Asia’s decarbonisation needs proactive developers, not new tech
Unsolicited clean-energy projects and clearer regional policies for net zero urged.
Asia produces over half of the world’s carbon emissions, and its ability to decarbonise will determine the pace of global progress toward net zero. But according to Andre Susanto, Chief Technology Officer of Quantum Power Asia, the region’s transition cannot rely on traditional market mechanisms alone.
“Typically, project developers and implementers are looking for the industries to come up and issue a request for proposal or a tender,” Susanto said. “But there's a large untapped market here that has more solutions based on unsolicited energy transition opportunities.”

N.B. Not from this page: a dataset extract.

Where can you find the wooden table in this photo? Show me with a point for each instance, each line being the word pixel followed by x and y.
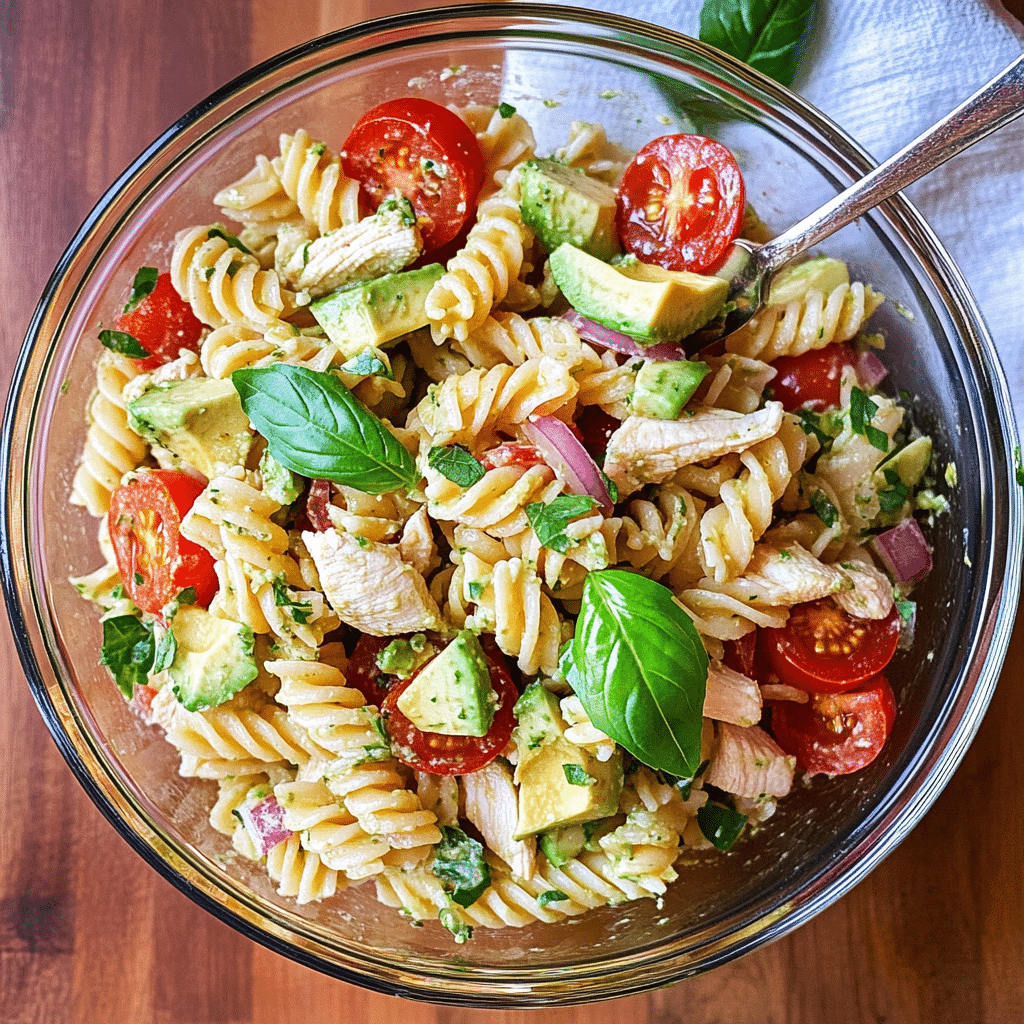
pixel 89 934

Susanto explained that many high-emission industries across Asia “know they need to decarbonise” but “don’t know how to implement decarbonisation solutions that also have side benefits for them.”

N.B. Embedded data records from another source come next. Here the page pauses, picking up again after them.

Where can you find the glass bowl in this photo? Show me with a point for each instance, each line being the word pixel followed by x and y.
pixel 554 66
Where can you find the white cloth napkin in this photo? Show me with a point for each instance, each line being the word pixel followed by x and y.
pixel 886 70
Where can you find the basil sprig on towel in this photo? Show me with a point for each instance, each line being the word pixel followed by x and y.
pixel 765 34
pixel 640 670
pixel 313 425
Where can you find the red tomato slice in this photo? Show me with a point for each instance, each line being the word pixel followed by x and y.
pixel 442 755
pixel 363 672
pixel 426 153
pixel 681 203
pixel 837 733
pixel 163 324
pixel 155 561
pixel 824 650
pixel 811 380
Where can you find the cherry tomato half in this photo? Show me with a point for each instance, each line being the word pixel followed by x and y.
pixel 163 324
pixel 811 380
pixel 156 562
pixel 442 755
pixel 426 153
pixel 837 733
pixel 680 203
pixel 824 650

“This is where the clients are not yet aware or fully educated of the technologies and how the implementation of those technologies can benefit them,” he said. “Decarbonising can also mean lower energy costs, [and] lower operational cost, in addition to just reducing the pollution.”
When asked about the key innovations needed to accelerate the shift, Susanto noted that technology is no longer the limiting factor. “There is not a single innovation that's going to scale this up. It's no longer technology and no longer innovation that's holding back the scale up of clean energy,” he said.

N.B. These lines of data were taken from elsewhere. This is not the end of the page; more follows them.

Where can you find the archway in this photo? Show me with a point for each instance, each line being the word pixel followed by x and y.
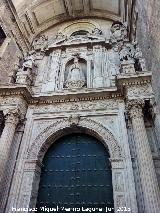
pixel 76 173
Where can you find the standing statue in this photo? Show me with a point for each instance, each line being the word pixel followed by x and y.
pixel 119 32
pixel 40 43
pixel 75 78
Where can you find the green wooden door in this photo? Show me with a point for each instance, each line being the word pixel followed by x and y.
pixel 76 174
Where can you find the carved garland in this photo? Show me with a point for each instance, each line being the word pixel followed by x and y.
pixel 42 142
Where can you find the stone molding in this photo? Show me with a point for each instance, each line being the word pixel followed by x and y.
pixel 42 142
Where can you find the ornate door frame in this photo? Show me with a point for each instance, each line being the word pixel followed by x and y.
pixel 32 165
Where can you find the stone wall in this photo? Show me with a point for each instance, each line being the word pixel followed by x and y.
pixel 9 50
pixel 148 35
pixel 7 61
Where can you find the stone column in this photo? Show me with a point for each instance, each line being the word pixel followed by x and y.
pixel 151 195
pixel 11 121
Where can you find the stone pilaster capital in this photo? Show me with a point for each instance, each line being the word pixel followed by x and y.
pixel 135 108
pixel 12 116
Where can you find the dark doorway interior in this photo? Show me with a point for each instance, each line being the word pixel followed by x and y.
pixel 76 174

Instead, he pointed to the need for clearer regional collaboration and regulatory transparency. “What we need are policies and regulations that are transparent, clear how we can implement clean energy projects, and it allows us to do what we need to do to scale up,” he said.
Looking ahead, Susanto said the next five years will require developers to take on “high risk development cycles” to drive solutions-oriented decarbonisation pipelines. “There’s a lot of these people who don’t know how to really decarbonise, but they want to, and they need to,” he said. “So we need to tell them how to deploy them.”